An' 'e's got a
bit of a down on you as it is, for it 'avin' bin your place I met the
future Mrs. O. at."
"My good man!" broke from Mahony--and in this address, which would
previously never have crossed his lips, all his sensations of the past
hour were summed up. "Has your son Henry the"--he checked himself;
"does he suppose I--I or my wife--had anything to do with it?"
He turned back to the surgery hot with annoyance. This, too! Not enough
that he must be put out of countenance by indiscreet babbling; he must
also get drawn into family squabbles, even be held responsible for them:
he who, brooking no interference in his own life, demanded only that
those about him should be as intolerant as he.

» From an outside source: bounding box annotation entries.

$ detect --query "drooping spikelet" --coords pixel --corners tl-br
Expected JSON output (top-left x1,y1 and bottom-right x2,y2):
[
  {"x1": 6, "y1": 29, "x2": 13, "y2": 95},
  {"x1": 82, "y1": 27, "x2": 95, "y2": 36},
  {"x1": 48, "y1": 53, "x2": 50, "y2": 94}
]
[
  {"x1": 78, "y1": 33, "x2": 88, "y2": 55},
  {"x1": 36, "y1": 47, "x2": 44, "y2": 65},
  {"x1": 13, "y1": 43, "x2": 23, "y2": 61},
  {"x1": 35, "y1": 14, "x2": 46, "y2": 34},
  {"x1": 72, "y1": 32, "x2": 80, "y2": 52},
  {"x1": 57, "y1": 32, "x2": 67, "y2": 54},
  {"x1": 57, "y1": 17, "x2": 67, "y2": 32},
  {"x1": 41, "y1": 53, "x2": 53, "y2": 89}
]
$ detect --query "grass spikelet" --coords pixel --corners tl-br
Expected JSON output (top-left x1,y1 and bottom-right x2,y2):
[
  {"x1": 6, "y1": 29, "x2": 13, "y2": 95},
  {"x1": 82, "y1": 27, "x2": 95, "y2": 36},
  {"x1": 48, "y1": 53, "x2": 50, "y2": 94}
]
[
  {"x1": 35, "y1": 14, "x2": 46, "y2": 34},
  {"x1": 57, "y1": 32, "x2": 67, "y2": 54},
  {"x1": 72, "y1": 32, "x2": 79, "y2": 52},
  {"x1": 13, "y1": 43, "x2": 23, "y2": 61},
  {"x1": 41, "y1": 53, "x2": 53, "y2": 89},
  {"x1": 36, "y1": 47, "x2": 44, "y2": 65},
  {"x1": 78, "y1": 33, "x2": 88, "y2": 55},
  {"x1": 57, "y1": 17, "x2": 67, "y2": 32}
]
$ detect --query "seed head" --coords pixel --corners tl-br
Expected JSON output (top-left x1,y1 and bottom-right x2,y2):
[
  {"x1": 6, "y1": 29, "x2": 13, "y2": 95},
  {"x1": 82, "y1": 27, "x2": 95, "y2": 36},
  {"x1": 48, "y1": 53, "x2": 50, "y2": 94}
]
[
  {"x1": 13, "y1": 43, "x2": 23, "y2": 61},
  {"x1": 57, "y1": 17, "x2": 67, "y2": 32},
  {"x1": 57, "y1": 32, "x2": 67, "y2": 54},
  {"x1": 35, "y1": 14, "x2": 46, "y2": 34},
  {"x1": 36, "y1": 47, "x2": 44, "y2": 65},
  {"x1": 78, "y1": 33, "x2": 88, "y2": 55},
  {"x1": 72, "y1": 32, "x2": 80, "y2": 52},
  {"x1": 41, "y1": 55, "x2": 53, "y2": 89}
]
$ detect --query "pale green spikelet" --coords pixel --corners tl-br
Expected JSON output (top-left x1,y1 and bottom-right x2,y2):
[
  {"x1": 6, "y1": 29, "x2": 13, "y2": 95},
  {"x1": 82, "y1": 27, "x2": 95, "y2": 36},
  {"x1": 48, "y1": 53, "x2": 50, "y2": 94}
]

It all came from Polly's indiscriminate hospitality. His house was never
his own. And now they had the prospect of John and his electoral
campaign before them. And John's chances of success, and John's stump
oratory, and the backstair-work other people were expected to do for him
would form the main theme of conversation for many a day to come.
Mrs. Glendinning confirmed old Ocock's words.
She came to talk over the engagement with Polly, and sitting in the
parlour cried a little, and was sorry. But then "poor little Agnes"
cried so easily nowadays. Richard said her nerves had been shattered by
the terrible affair just before Christmas, when Mr. Glendinning had
tried first to kill her, and then to cut his own throat.
Agnes said: "But I told Henry quite plainly, darling, that I would not
cease my visits to you on that account.